Category: Science & Technology

Posts about . . . science and technology?

A more inexpensive 3D printer is on the way

Tomorrow at 11am Eastern Time, Pirate3D is launching their Kickstarter to bring a $350 3D printer to market!! Are there enough exclamation points for this? From what i have gathered, they have had some made already, they’re just need to capitalize the big production run, and a $250 level donation gets you a printer! Get out there and start making things!!

Another way to get help (not the mental kind – yet.)

Here’s something you may or may not have known about: you can go to Twitter for customer service. The thought occurred to me last night when we were watching Hulu and we tried to switch television shows – and for some reason it’s been doing this for the last two weeks since we started our one-week trial – the interface begins to load a lot more slowly, some of the artwork doesn’t show up, and sometimes we even get a blank gray screen. I was really beginning to get fed up with that, and then it occurred to me that I heard of people using Twitter to get customer service before. I decided to give it a shot.

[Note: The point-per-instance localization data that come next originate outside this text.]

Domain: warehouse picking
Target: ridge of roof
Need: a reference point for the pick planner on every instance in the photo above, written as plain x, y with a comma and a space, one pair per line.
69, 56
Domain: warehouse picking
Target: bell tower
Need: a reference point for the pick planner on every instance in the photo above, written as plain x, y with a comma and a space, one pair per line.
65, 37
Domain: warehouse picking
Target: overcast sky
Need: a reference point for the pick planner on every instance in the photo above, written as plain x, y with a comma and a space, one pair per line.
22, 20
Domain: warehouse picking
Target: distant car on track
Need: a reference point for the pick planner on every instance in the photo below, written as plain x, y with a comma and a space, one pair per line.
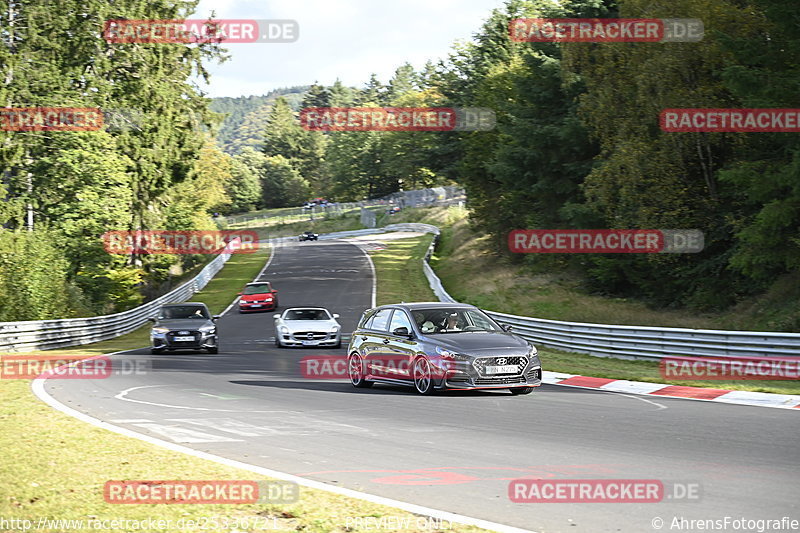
184, 326
258, 296
437, 345
307, 326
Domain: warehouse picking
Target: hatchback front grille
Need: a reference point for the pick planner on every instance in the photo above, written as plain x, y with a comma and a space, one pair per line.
519, 361
309, 335
534, 374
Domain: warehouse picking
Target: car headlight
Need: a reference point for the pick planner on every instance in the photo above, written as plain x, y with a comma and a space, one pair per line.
447, 354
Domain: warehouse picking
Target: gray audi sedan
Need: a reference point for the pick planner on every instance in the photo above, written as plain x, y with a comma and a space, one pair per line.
184, 326
437, 345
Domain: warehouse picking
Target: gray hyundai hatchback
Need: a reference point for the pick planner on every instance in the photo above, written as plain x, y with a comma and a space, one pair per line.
434, 346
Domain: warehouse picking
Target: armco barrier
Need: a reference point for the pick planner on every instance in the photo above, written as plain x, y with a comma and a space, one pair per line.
60, 333
49, 334
606, 340
634, 342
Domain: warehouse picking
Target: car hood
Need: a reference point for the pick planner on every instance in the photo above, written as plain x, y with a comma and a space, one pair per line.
183, 323
259, 296
309, 325
481, 342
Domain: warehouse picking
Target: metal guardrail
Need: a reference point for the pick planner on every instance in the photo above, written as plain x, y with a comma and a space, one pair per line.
60, 333
635, 342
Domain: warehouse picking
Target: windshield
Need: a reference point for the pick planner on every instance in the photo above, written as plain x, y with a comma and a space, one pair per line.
257, 289
443, 320
183, 311
306, 314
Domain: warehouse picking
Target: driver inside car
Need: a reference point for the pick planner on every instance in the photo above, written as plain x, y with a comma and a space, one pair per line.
451, 323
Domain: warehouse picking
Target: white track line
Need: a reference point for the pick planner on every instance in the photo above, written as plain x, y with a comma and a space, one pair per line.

Using my tablet, I shot a Tweet to @hulu_plus. It was a shot in the dark, but the tablet app started to list as I typed. That was easy. I said to them that their PS3 client was the biggest software disappointment since Windows ME. Much to my surprise, they responded quickly, saying that they would be happy to help me troubleshoot my problem. Honestly, I’m not sure what there is to be done. I just installed the software, and it’s not as though it’s due to some setting that I have that needs to be tweaked or something like that. It’s an app; it’s just supposed to work.

But I’m going to give them the chance to make this right. I’ve been engaging in conversation with them since then and so far they seem to be leaning towards having me uninstall and reinstall the software, even though like I said, I just installed it. I’ll try it when I get home tonight. We’ll see what happens. If the issue continues, I will continue to be unhappy.

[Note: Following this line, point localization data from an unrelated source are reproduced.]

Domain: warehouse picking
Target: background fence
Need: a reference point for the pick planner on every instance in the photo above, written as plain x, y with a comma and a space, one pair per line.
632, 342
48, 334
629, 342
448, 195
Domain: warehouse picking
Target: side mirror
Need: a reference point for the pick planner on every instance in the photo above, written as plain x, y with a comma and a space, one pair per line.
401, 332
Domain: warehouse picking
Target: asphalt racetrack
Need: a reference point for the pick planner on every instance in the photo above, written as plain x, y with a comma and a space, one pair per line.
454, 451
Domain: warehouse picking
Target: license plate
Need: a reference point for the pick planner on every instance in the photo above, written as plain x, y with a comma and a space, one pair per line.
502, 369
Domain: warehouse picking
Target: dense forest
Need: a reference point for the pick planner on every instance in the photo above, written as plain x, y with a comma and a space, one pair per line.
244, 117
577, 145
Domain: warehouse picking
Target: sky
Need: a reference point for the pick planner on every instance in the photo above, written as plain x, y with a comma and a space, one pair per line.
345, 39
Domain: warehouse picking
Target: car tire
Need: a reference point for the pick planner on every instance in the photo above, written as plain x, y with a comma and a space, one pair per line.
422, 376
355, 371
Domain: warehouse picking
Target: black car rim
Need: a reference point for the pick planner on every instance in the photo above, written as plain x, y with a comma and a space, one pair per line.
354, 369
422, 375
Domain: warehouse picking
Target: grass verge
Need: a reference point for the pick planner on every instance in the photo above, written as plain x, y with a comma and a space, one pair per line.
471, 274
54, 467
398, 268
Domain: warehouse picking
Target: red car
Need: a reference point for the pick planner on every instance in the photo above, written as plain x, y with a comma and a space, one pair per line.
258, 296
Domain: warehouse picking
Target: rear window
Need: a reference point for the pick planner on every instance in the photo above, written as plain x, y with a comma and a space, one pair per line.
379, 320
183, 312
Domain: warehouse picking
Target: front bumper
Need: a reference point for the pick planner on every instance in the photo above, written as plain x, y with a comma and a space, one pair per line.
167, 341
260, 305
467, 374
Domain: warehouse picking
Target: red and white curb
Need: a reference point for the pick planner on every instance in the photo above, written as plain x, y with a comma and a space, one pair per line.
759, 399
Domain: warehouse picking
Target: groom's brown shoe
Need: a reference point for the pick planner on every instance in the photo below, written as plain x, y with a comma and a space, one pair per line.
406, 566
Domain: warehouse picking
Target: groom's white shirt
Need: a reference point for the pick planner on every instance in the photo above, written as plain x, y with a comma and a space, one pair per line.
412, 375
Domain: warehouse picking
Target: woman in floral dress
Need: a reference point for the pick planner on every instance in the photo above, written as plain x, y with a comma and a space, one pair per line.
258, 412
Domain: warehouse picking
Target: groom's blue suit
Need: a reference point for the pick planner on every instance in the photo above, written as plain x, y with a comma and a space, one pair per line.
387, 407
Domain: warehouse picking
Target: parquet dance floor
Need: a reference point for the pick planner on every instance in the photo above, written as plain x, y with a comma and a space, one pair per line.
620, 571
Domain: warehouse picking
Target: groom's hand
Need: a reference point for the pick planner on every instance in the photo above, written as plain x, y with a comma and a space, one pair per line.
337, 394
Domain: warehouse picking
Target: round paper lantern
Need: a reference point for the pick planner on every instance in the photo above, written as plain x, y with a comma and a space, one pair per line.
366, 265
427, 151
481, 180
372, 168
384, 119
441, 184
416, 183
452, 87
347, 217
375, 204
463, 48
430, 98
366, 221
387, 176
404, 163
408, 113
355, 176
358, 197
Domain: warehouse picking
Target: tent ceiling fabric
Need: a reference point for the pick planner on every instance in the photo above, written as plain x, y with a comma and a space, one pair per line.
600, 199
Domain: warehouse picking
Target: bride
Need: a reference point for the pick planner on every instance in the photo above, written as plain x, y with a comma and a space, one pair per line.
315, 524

The point here is, I’m using Twitter for customer service! It’s a new thing for me, I’m used to calling a phone number but I guess that’s a more expensive option now? I verified this on the web; there are articles on using Twitter for customer service out there, and they they explain the rationale as it’s cheaper and it’s quicker and it builds better customer relations. I like the sound of that, and I hope it works out. Plus, who wants to sit on the phone waiting for help anymore?

If you have any experience with using Twitter for customer service, or if you have any other comments please feel free to leave them below.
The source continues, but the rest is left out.